- Theatrical movie poster
- Directed by: Ruggero Gabbai
- Written by: Ruggero Gabbai; Francesca Olga Hasbani; Elliot Malki; Chiara Passoni;
- Produced by: Elliot Malki
- Cinematography: Massimo Schiavon, Emilio Giliberti
- Edited by: Cristian Dondi; Francesca Olga Hasbani;
- Production company: Forma International
- Release dates: December 2015 (Jerusalem Film Festival); June 2016 (Italy); August 2016 (Israel);
- Running time: 64 minutes
- Country: Italy
- Languages: Italian; English; French;

= Starting Over Again (2015 film) =

For the 1980 Dolly Parton song of the same name see Starting Over Again.

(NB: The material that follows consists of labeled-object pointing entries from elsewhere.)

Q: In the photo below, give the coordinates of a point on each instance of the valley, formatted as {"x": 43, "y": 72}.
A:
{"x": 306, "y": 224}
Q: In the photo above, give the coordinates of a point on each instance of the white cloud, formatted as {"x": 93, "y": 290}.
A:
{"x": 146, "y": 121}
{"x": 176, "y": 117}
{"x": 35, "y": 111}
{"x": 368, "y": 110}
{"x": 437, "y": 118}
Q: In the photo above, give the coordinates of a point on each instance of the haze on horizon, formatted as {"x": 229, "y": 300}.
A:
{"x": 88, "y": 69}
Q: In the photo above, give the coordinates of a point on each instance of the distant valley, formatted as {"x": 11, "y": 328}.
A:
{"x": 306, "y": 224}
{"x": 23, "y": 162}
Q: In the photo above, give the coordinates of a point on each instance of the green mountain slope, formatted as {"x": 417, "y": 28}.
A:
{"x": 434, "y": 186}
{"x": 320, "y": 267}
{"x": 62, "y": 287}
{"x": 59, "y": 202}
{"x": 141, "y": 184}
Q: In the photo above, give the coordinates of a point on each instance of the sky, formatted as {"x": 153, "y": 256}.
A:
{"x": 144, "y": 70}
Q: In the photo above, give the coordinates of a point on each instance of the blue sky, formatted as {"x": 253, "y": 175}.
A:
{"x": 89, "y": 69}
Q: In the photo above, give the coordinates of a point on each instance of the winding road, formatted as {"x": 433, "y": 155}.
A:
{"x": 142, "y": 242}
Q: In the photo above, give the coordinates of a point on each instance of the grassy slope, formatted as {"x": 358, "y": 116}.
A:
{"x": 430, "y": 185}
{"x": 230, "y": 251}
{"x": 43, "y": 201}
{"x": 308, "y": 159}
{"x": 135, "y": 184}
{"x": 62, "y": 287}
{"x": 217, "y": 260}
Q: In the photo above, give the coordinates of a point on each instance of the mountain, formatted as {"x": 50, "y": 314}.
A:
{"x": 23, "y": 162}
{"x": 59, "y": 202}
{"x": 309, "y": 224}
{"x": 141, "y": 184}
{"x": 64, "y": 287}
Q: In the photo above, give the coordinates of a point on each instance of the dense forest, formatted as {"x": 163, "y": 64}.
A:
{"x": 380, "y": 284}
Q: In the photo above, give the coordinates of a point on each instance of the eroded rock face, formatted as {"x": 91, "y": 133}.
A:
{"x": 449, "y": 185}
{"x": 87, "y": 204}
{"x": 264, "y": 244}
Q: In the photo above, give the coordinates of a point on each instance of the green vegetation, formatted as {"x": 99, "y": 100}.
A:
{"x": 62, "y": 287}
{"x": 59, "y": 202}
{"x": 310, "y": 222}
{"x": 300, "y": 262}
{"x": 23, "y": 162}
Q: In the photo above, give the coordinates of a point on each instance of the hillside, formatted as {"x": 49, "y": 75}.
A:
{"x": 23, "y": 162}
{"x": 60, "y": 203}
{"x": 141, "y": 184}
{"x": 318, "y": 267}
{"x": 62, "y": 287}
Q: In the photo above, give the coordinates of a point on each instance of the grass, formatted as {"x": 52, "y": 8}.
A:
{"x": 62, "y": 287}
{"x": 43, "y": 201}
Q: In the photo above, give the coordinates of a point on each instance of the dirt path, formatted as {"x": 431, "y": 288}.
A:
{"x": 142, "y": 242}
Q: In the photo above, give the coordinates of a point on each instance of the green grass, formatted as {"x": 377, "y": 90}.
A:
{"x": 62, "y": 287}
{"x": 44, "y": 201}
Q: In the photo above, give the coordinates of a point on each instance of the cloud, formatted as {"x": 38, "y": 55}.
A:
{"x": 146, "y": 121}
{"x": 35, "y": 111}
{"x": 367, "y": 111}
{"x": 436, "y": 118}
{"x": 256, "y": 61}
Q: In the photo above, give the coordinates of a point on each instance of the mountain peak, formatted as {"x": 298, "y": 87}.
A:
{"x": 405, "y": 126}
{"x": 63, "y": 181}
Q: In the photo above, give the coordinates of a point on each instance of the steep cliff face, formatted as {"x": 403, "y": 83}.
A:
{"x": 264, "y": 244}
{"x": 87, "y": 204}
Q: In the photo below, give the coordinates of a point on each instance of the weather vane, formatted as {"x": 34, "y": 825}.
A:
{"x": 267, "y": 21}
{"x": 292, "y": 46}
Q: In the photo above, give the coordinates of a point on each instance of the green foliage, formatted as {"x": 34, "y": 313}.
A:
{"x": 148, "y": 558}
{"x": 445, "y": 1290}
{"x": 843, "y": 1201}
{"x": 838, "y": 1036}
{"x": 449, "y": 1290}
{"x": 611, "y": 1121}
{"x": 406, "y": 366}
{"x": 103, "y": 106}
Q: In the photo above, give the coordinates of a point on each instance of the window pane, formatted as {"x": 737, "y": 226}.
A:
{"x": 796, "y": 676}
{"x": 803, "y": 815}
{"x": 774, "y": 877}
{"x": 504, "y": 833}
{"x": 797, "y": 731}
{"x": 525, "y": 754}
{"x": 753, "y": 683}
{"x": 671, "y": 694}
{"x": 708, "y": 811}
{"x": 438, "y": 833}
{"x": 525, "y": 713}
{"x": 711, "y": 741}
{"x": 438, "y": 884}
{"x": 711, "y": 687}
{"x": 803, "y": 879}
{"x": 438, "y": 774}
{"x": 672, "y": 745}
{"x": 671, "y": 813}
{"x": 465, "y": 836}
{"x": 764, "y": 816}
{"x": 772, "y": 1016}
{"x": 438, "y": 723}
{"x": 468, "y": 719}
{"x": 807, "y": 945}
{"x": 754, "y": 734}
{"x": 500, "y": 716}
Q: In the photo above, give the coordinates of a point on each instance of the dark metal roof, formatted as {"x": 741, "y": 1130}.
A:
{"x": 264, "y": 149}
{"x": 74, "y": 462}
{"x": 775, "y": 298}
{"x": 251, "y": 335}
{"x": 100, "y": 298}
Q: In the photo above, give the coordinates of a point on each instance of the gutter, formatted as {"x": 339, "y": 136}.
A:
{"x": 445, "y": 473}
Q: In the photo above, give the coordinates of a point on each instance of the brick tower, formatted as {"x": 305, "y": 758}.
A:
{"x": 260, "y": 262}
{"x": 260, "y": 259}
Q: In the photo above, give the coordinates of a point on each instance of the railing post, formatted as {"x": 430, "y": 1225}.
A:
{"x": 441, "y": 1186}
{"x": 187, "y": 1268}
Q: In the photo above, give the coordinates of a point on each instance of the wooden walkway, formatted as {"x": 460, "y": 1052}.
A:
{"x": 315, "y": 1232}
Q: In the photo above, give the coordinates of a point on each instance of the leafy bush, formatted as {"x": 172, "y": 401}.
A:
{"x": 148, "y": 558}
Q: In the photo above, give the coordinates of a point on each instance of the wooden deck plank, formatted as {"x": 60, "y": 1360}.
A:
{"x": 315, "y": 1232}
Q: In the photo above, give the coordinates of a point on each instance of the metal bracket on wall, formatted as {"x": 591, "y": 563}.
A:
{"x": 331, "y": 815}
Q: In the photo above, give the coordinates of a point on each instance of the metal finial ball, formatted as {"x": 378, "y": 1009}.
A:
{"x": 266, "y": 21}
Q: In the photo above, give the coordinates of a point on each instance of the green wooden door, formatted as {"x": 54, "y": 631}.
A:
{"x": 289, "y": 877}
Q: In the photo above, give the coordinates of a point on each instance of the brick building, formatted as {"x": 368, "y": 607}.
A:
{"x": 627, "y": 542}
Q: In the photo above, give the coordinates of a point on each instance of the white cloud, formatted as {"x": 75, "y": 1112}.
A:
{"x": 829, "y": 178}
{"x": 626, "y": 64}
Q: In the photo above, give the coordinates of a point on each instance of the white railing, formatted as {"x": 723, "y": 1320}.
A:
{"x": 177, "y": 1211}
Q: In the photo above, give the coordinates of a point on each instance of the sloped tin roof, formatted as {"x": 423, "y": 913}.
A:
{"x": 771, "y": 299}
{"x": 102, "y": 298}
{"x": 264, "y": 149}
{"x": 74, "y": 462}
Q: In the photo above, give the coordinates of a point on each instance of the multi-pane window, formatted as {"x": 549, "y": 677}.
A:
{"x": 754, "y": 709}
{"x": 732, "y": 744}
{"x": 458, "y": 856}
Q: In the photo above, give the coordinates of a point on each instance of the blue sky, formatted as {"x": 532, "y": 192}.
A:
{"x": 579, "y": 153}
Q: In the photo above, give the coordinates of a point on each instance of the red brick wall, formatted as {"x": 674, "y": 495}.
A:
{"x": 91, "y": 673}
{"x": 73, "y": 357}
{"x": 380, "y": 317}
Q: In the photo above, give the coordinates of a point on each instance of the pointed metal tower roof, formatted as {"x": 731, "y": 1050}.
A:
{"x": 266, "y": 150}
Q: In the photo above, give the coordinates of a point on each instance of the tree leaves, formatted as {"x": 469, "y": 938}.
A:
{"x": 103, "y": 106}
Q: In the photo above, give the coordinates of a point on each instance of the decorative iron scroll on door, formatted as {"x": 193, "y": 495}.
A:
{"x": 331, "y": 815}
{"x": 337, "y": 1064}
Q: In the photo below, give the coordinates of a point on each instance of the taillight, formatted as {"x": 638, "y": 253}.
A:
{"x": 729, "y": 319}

Starting Over Again is a 2015 documentary film directed by Ruggero Gabbai and produced by Elliot Malki. The film is about the exodus of the Egyptian Jews between 1948 and 1956. Filming took place in Paris, London, Milan, New York City, Washington, Tel Aviv, and Jerusalem, starting in 2014. The documentary was selected at the Jerusalem Film Festival of 2015.

==Synopsis==

Before 1948 kids received a cosmopolitan education and in Cairo there were 33 different schools: the Italian, French, English, Greek, Protestant, Catholic, Jewish, among many others.

The Jews of Egypt and many Europeans were permanently expelled from the country. Twenty pounds to survive were given to each person by the police authorities.